Understanding a recursively defined list (fibs in terms of zipWith)

Frank picture Frank · Jun 8, 2011 · Viewed 8.2k times · Source

I'm learning Haskell, and came across the following code:

fibs = 0 : 1 : zipWith (+) fibs (tail fibs)

which I'm having a bit of trouble parsing, in terms of how it works. It's very neat, I understand that nothing more is needed, but I'd like to understand how Haskell manages to "fill in" fibs when I write:

take 50 fibs

Any help?

Thanks!

Answer

mgiuca picture mgiuca · Jun 8, 2011

I'll give a bit of an explanation of how it works internally. First, you must realise that Haskell uses a thing called a thunk for its values. A thunk is basically a value that has not yet been computed yet -- think of it as a function of 0 arguments. Whenever Haskell wants to, it can evaluate (or partly-evaluate) the thunk, turning it in to a real value. If it only partly evaluates a thunk, then the resulting value will have more thunks in it.

For example, consider the expression:

(2 + 3, 4)

In an ordinary language, this value would be stored in memory as (5, 4), but in Haskell, it is stored as (<thunk 2 + 3>, 4). If you ask for the second element of that tuple, it will tell you "4", without ever adding 2 and 3 together. Only if you ask for the first element of that tuple will it evaluate the thunk, and realise that it is 5.
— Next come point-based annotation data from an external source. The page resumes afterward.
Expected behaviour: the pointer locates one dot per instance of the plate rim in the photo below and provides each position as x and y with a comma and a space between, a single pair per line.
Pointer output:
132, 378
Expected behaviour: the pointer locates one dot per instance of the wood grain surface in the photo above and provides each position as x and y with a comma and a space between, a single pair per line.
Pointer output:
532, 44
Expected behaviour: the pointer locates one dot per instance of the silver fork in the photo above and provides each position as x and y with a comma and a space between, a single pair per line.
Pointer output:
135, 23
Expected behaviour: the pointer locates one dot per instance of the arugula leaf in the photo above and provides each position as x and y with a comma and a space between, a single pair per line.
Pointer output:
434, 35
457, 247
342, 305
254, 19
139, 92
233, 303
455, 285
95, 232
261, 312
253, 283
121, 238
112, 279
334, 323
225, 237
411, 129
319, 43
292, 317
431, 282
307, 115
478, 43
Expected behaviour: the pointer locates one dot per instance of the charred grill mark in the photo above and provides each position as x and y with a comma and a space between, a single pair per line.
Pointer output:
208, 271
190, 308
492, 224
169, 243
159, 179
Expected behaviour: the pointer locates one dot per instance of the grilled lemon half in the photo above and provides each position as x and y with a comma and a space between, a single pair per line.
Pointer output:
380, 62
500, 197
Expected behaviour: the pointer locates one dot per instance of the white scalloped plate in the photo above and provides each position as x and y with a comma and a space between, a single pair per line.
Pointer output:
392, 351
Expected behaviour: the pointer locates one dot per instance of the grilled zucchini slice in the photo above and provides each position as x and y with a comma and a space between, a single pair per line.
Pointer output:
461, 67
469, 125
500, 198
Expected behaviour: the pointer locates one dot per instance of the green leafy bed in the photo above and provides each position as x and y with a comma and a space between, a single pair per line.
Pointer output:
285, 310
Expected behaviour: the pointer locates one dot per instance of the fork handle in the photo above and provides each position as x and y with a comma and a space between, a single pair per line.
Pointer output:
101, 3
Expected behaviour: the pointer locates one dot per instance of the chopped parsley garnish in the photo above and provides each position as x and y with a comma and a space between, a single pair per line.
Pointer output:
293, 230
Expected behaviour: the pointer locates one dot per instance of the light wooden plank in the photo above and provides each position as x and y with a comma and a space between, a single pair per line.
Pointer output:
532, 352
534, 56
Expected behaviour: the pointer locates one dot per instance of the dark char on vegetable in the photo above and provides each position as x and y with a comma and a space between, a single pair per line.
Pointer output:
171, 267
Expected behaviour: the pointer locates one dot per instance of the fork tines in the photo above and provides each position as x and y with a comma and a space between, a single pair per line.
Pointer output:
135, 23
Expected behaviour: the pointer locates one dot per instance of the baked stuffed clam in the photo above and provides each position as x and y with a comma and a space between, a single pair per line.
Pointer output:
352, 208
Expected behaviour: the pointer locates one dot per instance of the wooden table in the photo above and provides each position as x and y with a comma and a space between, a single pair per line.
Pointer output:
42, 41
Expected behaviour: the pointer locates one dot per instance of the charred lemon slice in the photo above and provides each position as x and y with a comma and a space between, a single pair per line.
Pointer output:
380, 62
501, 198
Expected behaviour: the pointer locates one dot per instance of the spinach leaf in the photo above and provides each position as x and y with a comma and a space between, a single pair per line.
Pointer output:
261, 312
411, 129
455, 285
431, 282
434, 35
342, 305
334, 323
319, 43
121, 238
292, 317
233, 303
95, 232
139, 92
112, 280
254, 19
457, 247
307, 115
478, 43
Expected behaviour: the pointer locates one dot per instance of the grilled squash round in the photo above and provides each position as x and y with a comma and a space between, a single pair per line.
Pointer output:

With fibs, it's a bit more complicated, because it's recursive, but we can use the same idea. Because fibs takes no arguments, Haskell will permanently store any list elements that have been discovered -- that is important.

fibs = 0 : 1 : zipWith (+) fibs (tail fibs)

It helps to visualise Haskell's current knowledge of three expressions: fibs, tail fibs and zipWith (+) fibs (tail fibs). We shall assume Haskell starts out knowing the following:

fibs                         = 0 : 1 : <thunk1>
tail fibs                    = 1 : <thunk1>
zipWith (+) fibs (tail fibs) = <thunk1>

Note that the 2nd row is just the first one shifted left, and the 3rd row is the first two rows summed.

Ask for take 2 fibs and you'll get [0, 1]. Haskell doesn't need to further evaluate the above to find this out.

Ask for take 3 fibs and Haskell will get the 0 and 1, and then realise that it needs to partly evaluate the thunk. In order to fully evaluate zipWith (+) fibs (tail fibs), it needs to sum the first two rows -- it can't fully do that, but it can begin to sum the first two rows:

fibs                         = 0 : 1 : 1: <thunk2>
tail fibs                    = 1 : 1 : <thunk2>
zipWith (+) fibs (tail fibs) = 1 : <thunk2>

Note that I filled in the "1" in the 3rd row, and it automatically appeared in the first and second rows as well, since all three rows are sharing the same thunk (think of it like a pointer that got written to). And because it didn't finish evaluating, it created a new thunk containing the rest of the list, should that ever be needed.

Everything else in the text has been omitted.